Young voters, working-class communities, and people of color do not want hedged bets. They want bold action. And they are sick of being told their lives must wait for incrementalism to catch up.
In 2024, centrism couldn’t even protect itself. It failed to deliver codified rights, failed to pass basic protections, failed to call fascism by its name until the jackboots were already lacing up.
And still they offer op-eds, not opposition. Norms, not resistance. Seminars, not strategy.
Conclusion: The Center Cannot Hold Because It Was Built to Collapse
W.B. Yeats famously warned, “The center cannot hold.” He was right, but let’s be honest, it wasn’t meant to.

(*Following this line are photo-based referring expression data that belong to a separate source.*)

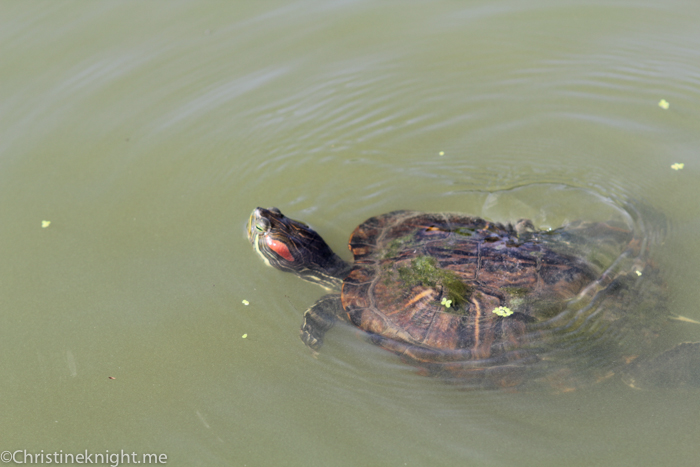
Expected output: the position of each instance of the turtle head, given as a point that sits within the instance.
(293, 246)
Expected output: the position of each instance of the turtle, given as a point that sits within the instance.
(487, 304)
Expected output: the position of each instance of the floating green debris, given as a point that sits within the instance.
(503, 311)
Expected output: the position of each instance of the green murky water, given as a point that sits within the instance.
(147, 132)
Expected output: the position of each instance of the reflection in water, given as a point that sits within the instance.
(147, 132)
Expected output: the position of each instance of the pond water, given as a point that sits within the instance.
(144, 133)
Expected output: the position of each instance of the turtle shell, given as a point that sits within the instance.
(462, 295)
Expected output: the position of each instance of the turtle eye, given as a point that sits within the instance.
(262, 225)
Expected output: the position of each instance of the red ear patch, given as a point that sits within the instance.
(279, 248)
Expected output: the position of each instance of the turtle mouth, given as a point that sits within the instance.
(249, 227)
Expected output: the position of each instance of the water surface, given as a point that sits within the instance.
(147, 132)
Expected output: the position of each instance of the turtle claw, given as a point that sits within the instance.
(318, 319)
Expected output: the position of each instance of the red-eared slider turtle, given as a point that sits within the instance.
(483, 303)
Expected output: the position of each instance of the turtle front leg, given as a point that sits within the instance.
(320, 318)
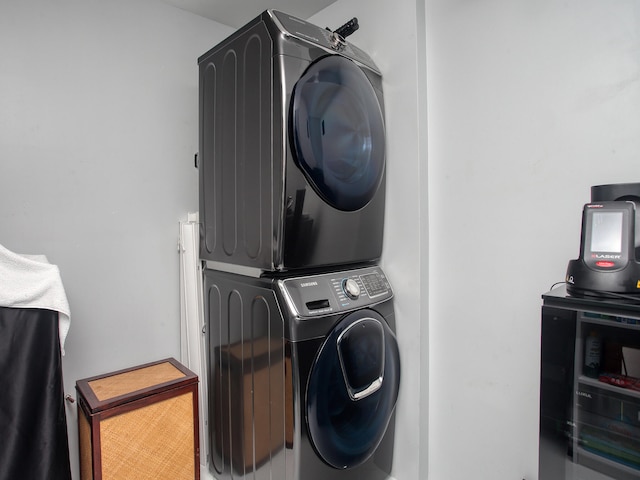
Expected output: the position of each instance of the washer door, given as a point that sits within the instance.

The center has always existed to absorb dissent, blunt critique, and slow the march of justice to a crawl. In an age of crisis — ecological, economic, democratic — centrism becomes not just inadequate, but obscene.
There is no neutral ground between liberation and oppression. No balance point between justice and injustice. No middle path between survival and collapse.
If you're still clinging to the center, you are standing on dead ground. And it is time to fight for your life.
Those who advocate for the “center” are really saying, “move to the right”.
The illusion of a center existed in the immediate aftermath of the Holocaust, when Nazis were afraid. Now, they’re bold and ruling entire nations.